I don’t often (maybe never?) get into contentious topics on this blog, but today I feel compelled to share something important to me with you, my readers.
I was asked to speak at a rally today in support of teachers in Nova Scotia. Our teachers are in a legal strike position during the first week of December and this scares me for many reasons (not the least of which will be my need to increase my wine budget if the kids aren’t in school). But I digress… these are the remarks I delivered today in support of students, parents and teachers.
Let me know your thoughts on this important issue!
My name is Jody MacArthur.
I am a resident of East Hants. But, first and foremost, I am a parent. I have two daughters here in the Chignecto Central Regional School Board. My daughter Maddie is in Grade 5 at Enfield District Elementary and my daughter Kate is in grade 8 at Riverside Education Centre.
Today, I am speaking out in support of THEM and all children who attend school in Nova Scotia, now and in the future.
Our kids deserve classrooms that are not overcrowded, that offer a learning environment conducive to learning for ALL students. They deserve to be assessed on things that matter. They deserve learning conditions that are the best we have to offer them.
Today, I’m also speaking out for parents…
Parents deserve to be able to gauge their child’s success in school. Not to receive a report card full of information we can’t understand. We deserve to feel that our children are getting the best our government can offer them. We also deserve to feel comfortable that our children are in schools that are healthy. High school students and teachers in East Hants are expected to thrive in a high school that has been leaking for decades, that doesn’t offer lockers for students to store their stuff during school hours, that hasn’t had an air quality test in 8 years (did I mention that the school has been leaking for decades). This is not acceptable to our students and staff.
Finally, today I’m also speaking out for our teachers. Teachers like Mrs. Currie and Ms. Blinn who teach all day and then spend hundreds of hours AFTER SCHOOL helping middle schoolers put on a musical production each spring that entertains young and old alike and is such an asset to our community. Teachers like Mrs. Arsenault who welcomed us to Riverside when we were brand new to this community two years ago and my then 6th grader knew not one person in the school. Mrs. Arsenault gave us a tour of the school the day before school started and then waited to welcome my daughter the next day so that she would see at least one familiar face in a sea of new people.

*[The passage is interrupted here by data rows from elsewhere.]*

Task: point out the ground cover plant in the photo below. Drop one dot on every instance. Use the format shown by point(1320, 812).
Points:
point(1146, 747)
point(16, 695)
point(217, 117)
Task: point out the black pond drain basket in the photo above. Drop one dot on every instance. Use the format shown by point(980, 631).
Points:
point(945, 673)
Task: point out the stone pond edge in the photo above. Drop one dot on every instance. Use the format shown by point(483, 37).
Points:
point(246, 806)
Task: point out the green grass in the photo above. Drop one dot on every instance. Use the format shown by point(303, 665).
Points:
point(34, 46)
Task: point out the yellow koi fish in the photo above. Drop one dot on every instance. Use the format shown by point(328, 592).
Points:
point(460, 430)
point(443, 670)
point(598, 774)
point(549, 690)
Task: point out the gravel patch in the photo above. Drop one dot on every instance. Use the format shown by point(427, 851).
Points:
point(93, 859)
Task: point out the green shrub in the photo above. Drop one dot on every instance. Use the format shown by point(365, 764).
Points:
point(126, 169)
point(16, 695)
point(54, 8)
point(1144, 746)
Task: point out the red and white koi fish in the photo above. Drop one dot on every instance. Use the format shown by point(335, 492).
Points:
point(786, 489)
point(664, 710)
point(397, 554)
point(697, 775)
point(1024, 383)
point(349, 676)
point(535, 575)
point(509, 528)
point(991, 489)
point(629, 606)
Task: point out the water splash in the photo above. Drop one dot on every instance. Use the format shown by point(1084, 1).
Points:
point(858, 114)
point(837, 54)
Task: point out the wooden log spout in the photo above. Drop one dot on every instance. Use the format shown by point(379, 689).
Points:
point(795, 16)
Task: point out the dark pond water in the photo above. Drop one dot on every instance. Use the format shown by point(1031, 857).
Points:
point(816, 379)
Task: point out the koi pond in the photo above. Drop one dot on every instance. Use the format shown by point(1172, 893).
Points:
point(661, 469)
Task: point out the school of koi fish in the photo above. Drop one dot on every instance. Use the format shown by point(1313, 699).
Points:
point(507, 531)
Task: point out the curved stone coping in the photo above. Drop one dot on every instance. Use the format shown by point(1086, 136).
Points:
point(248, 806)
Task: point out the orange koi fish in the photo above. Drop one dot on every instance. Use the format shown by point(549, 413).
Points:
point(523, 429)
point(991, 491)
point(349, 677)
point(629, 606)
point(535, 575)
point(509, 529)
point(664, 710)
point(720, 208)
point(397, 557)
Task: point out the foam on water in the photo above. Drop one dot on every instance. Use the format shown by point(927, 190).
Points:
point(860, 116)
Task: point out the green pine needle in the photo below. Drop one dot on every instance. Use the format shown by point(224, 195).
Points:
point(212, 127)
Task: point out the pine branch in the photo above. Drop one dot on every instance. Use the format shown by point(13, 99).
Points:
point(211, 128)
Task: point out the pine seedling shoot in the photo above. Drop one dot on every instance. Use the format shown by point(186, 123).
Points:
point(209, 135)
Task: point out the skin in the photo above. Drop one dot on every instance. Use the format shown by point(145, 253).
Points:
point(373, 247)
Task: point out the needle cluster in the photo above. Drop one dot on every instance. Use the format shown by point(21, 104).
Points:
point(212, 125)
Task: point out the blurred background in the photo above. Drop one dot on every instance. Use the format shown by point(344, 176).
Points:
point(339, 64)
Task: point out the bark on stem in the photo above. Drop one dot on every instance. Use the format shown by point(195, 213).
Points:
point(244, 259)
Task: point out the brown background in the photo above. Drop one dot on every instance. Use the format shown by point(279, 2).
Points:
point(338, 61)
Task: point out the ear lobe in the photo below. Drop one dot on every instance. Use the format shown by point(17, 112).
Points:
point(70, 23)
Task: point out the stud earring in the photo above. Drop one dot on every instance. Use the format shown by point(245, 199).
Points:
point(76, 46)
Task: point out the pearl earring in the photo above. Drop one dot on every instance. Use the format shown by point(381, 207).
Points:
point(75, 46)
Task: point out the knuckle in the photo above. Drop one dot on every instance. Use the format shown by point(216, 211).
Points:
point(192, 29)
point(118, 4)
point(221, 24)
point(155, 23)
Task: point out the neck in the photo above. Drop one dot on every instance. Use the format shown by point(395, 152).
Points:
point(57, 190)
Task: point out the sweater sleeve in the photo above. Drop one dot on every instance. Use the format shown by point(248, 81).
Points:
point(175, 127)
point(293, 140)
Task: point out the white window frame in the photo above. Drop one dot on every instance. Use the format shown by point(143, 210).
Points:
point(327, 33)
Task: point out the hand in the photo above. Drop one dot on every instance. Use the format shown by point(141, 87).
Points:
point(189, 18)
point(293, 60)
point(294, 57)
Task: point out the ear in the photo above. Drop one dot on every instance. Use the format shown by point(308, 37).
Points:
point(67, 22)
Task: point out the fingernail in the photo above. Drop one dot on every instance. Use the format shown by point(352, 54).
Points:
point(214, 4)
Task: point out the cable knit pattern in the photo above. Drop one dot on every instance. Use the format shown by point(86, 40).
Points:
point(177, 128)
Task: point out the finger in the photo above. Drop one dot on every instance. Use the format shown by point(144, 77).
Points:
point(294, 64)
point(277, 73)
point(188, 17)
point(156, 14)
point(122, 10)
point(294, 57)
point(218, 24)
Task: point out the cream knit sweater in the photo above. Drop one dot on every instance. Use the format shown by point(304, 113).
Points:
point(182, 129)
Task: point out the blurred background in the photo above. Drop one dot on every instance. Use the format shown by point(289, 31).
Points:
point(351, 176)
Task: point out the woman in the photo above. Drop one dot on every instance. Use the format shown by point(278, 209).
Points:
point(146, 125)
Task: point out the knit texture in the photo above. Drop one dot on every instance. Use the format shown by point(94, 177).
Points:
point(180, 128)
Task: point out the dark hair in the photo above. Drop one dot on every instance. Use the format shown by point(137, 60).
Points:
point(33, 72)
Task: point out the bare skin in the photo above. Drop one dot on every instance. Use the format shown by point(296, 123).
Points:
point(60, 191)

Teachers like Mrs. Gatto and Mrs. Smith who gave the grade fours the experience of hatching chicks last year. Going into their classrooms on the evenings and weekends to make sure the eggs were turned and once hatched, to make sure all was well with the babies.
I could go on and on. There are many amazing teachers who pour their hearts and souls into their classroom work and extra curricular activities to make sure OUR kids thrive.
I have been lucky to have had amazing teachers during my years in school in Nova Scotia. From Ms. Gillis in grade primary who entertained us all with made up Halloween stories, ones I still remember every Halloween, even now. To Mr. Gillis in grade 8 who helped a struggling student go from a math mark in the 60s to high 90s just because he believed that I could do it and gave me some extra help during HIS lunchtime. His use of hockey analogies certainly helped make math real for me! To Mrs. Cooke, Mr. Gouthro, Mr. Preeper, Madame Douglas and I could go on… for encouraging my classmates and I to try harder, go further. Thank you.
Times have changed since I was in a classroom as a student.
But teachers still do amazing things for today’s students. Of that, there is no doubt.
But teachers are telling us and our government that their jobs have become an almost impossible task in today’s classrooms in Nova Scotia.
We need to listen.
Teachers deserve to be heard. Their jobs are important. Important to our children, important to us parents, important to themselves and SHOULD BE important to our government and to the future prosperity of Nova Scotia. I strongly believe the government needs to negotiate in good faith with the Nova Scotia Teachers Union in order to ensure there is not a teacher’s strike. In order to ensure that we are giving our children – ALL OF OUR CHILDREN – the BEST opportunity to thrive right here in Nova Scotia.
Please listen. We know there is a fiscal reality in our province but we also know there is a cost do not doing now what we need to do for our children. Listen to those who spend the most time in the classrooms, our students and our teachers. They’ll tell you the real state of education in Nova Scotia.
Today, I’m speaking out for our future. I hope you will too!